Leuchtendroter's address is Lindleystraße 17, 60314 Frankfurt am Main. Given the We're Smart recognition and the commentary around value, it is worth noting that this is a restaurant worth approaching without the assumption that plant-based dining in Frankfurt requires either a special occasion budget or a compromise on ambition.
Peer Set Snapshot
These are the closest comparables we have in our database for quick context.

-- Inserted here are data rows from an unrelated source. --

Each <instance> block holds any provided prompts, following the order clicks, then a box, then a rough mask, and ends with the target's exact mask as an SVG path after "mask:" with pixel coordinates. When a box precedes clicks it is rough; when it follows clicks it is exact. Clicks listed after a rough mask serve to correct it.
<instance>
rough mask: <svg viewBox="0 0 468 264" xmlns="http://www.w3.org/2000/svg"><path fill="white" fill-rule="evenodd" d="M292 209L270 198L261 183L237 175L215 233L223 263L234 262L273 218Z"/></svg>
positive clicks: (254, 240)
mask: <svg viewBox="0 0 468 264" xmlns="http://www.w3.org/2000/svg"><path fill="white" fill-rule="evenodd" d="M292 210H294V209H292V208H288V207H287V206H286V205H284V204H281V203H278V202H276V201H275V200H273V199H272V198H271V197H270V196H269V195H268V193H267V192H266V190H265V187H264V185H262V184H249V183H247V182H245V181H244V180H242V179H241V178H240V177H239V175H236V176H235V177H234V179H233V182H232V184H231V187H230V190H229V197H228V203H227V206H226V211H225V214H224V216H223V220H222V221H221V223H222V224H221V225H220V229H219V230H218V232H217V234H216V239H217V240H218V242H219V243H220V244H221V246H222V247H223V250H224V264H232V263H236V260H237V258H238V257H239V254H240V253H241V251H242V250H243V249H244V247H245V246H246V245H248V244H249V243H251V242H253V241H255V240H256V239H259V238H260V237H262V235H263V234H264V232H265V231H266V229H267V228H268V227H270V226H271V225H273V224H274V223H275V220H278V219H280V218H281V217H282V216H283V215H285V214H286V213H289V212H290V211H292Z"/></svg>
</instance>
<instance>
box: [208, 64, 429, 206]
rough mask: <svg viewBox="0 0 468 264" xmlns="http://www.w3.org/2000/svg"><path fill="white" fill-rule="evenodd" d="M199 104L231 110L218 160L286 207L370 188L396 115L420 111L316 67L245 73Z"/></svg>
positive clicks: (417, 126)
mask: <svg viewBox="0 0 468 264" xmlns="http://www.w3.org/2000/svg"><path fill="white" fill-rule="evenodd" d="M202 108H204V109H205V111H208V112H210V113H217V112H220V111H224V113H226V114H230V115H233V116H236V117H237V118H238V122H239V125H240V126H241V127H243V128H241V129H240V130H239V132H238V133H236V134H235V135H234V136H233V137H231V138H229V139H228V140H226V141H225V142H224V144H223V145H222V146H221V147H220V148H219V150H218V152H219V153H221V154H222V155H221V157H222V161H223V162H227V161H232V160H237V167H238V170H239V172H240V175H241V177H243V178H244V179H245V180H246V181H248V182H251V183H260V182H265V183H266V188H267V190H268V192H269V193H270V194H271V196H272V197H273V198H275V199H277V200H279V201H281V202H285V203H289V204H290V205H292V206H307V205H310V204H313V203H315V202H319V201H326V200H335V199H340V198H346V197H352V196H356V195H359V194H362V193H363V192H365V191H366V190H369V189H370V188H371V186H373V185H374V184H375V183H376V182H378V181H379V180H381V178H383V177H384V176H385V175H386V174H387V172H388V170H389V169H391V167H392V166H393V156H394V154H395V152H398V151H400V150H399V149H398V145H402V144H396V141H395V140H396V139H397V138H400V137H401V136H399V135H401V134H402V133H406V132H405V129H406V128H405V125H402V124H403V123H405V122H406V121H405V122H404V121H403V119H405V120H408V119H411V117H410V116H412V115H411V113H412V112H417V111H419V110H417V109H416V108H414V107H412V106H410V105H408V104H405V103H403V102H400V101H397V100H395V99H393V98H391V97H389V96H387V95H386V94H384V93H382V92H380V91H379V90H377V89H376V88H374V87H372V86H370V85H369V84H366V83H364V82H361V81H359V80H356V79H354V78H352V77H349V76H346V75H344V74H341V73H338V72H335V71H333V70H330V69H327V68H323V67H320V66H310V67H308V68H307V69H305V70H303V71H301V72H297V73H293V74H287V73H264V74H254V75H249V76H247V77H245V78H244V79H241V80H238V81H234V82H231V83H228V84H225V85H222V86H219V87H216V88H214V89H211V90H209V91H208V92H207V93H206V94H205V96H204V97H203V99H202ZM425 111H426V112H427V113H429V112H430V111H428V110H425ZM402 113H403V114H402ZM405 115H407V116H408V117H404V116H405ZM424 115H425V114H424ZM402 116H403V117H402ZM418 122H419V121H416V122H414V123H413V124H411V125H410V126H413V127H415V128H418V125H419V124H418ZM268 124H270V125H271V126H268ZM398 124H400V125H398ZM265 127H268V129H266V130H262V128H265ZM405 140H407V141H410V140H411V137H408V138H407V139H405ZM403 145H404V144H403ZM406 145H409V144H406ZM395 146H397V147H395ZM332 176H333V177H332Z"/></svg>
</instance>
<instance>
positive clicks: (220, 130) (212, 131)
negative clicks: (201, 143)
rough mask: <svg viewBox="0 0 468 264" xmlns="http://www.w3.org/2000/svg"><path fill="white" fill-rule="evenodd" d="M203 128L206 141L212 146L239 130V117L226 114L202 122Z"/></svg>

| Venue | Cuisine | Price | Awards | Notes |
|---|---|---|---|---|
| Leuchtendroter | Weird? The style of communication here is very distinct indeed. But there is som… | This venue | ||
| Aqua | Contemporary German, Italian/Japanese, Creative | €€€€ | Michelin 3 Star | Contemporary German, Italian/Japanese, Creative, €€€€ |
| Schwarzwaldstube | French, Classic French | €€€€ | Michelin 3 Star | French, Classic French, €€€€ |
| CODA Dessert Dining | Creative | €€€€ | Michelin 2 Star | Creative, €€€€ |
| Vendôme | Modern European, Creative | €€€€ | Michelin 2 Star | Modern European, Creative, €€€€ |
| Tantris | Modern French, French Contemporary | €€€€ | Michelin 2 Star | Modern French, French Contemporary, €€€€ |
Continue exploring
More in Frankfurt Am Main
Restaurants in Frankfurt Am Main
Browse all →Bars in Frankfurt Am Main
Browse all →Hotels in Frankfurt Am Main
Browse all →At a Glance
- Elegant
- Modern
- Cozy
- Trendy
- Date Night
- Special Occasion
- Celebration
- Business Dinner
- Group Dining
- Open Kitchen
- Private Dining
- Hotel Restaurant
- Design Destination
- Extensive Wine List
- Natural Wine
- Sommelier Led
- Farm To Table
- Local Sourcing
- Organic
- Natural Wine
Spacious, clean, and inviting with creative artwork and paintings; modern yet cozy atmosphere that feels chic without being stuffy; soft background music complements the dining experience.